To avoid, this problem, I took a tip from the Ada language (which automatically zeroes each pointer passed to its equivalent of delete). I wrote the following C++ macros and use them in place of the regular delete and delete [] in all my code:
I replace all of my:
delete p; delete [] p;
lines with:
MY_DELETE (p); MY_DELETE_ARRAY (p);
Here are the macros:
// --------------------------------------------------------------------- // MY_DELETE and MY_DELETE_ARRAY // --------------------------------------------------------------------- // Calls delete and zeroes the pointer. // --------------------------------------------------------------------- #define MY_DELETE(ptr) { if ((ptr)) { delete (ptr); (ptr) = 0; } } #define MY_DELETE_ARRAY(ptr) { if ((ptr)) { delete [] (ptr); (ptr) = 0; } }
Note that the macros only delete the pointer that is actually passed to them, so if you have 2 pointers to the same thing, you still have to zero the other pointer manually.
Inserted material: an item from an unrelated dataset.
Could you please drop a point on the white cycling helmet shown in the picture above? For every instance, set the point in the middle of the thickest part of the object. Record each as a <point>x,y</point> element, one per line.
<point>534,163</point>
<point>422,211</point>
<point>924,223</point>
For example, in a linked list, the head pointer might point to the same thing as the pointer that you use to iterate over the list elements. If you delete all list elements via the iterating pointer, you still need to zero the head pointer.
Note: Don't name the macro simply DELETE if you want it to work on Windows. The standard Windows header files define another macro called DELETE for other reasons. Thanks to Howard Kapustein for reminding me of this.